With the simplest method, I have steadily gained over ten million returns from the cryptocurrency market.
'Simplicity is the ultimate sophistication'; complex thinking and excessive worry can hinder us from making accurate judgments, and those who incur losses often find themselves entangled in such confusion.
The following shares several classic maxims; although they seem simple,
they contain profound market wisdom. As long as you grasp these key points, achieving substantial profits is not difficult, at least making a small profit is not a challenge.
Observe the highs and lows again
When the market is in a high or low horizontal consolidation phase, observation is a more prudent strategy. The appearance of horizontal consolidation often precedes a change in trend. After digesting previous fluctuations, the market will ultimately choose a clear direction. At this time, rash actions may lead to unnecessary losses. Wait for the market to clarify, then follow the trend accordingly.
Therefore, it is a rational approach; during horizontal consolidation, observation is more valuable than blind trading.
Do not cling to hot positions; adjust positions according to the market.

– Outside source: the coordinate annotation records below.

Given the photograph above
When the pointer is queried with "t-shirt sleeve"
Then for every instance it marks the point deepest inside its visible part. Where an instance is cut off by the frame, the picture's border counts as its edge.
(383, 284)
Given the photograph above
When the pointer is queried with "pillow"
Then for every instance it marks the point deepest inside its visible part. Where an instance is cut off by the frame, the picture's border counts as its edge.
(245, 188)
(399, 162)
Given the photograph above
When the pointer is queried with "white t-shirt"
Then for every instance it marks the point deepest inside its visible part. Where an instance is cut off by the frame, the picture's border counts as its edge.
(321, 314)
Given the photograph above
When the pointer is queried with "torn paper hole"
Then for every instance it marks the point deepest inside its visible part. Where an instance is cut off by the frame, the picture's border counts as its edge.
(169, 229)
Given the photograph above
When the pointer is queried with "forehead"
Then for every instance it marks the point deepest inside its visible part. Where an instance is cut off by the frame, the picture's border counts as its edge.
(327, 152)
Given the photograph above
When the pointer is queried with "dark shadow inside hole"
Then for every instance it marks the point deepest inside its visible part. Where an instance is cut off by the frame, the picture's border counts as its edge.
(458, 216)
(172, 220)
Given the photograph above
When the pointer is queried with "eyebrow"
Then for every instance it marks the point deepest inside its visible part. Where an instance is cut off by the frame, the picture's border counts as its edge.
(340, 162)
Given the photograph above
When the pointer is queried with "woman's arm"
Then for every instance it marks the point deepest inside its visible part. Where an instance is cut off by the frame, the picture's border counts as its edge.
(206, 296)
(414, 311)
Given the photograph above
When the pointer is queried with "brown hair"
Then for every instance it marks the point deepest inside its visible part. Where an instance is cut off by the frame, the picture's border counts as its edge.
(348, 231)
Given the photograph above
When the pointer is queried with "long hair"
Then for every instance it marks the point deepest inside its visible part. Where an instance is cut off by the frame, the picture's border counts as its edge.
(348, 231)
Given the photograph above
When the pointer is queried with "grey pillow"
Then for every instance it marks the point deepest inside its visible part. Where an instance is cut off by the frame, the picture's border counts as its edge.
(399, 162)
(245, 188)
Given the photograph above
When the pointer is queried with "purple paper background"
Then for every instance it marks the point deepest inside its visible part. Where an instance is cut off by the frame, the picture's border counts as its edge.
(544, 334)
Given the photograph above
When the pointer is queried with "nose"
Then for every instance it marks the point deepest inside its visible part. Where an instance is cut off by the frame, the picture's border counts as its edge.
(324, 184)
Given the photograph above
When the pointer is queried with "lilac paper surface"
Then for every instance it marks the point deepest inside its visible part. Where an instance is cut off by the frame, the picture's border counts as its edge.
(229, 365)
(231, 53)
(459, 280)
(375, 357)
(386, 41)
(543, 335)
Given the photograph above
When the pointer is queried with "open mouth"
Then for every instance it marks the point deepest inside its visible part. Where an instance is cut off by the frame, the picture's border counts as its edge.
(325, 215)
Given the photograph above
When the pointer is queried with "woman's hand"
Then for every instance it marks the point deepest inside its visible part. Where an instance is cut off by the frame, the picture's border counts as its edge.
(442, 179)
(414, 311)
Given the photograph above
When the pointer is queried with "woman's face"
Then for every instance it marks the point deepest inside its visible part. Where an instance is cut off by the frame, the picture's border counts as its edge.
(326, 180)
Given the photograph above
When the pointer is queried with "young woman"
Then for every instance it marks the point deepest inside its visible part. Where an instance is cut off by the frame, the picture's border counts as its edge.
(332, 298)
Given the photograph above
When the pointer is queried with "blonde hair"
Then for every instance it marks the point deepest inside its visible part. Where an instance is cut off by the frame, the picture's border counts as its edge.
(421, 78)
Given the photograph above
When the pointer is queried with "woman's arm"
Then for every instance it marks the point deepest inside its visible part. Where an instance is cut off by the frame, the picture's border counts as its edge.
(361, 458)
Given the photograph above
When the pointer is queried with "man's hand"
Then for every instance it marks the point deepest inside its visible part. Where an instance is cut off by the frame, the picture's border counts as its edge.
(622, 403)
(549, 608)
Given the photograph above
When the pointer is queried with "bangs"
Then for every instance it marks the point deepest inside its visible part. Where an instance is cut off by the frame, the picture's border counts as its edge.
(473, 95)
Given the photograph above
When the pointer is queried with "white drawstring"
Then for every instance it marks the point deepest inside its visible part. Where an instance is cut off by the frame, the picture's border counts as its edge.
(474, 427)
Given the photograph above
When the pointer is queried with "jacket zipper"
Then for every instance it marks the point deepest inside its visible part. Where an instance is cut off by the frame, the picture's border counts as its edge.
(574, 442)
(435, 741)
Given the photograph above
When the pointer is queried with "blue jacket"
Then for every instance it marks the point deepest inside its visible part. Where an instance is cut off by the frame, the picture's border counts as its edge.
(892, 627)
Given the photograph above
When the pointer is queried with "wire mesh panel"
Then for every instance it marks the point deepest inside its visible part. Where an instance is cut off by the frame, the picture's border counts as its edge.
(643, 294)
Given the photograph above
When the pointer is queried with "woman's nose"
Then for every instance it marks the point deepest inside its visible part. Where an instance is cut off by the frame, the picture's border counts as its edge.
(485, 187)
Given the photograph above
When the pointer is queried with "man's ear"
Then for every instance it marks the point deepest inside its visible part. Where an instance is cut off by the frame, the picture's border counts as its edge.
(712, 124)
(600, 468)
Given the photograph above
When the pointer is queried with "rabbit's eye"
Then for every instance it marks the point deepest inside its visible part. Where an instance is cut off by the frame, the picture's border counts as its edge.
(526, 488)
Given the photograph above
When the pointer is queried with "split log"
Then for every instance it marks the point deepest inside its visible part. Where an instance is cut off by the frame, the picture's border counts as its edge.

In short-term trading, popular positions are often the result of speculation. Once the hype dissipates, funds will quickly leave, and investors who remain will face a passive situation. Therefore, it is advised not to hold onto popular positions for too long but to adjust flexibly and maintain agility. As the saying goes, 'short-term popular positions come quickly and go just as fast; a slight misstep can lead to chasing highs and cutting losses. Successful short-term trading is not about blindly following the crowd, but about staying alert and being 'from the beginning.
To achieve the end, ultimately leads to emptiness.
In an upward trend, one must be steadfast with positions that have gapped up.
If a bullish candlestick with a gap up appears in an upward trend, accompanied by increased volume, it indicates that the market has entered a phase of accelerated rise. At this time, you should maintain your composure and firmly hold your positions, as this situation often brings a significant surge, referred to as the 'acceleration period'. It emphasizes that during this phase, one must stay resolute and not be swayed by short-term fluctuations, in order to achieve substantial profits.
A huge bullish candlestick signals a decisive exit; whether the market is at a high or low, when a huge bullish candlestick appears, it is a signal to exit. In this case, even if you see a limit up, you must decisively close your position, because in most cases, a pullback will follow a huge bullish candlestick. No matter how tempting the profits are, taking profits and closing positions decisively is key to avoiding profit reversal.
The core of this strategy is 'know when to advance and retreat'; at all times, one must guard against risks and control the drawdown of profits.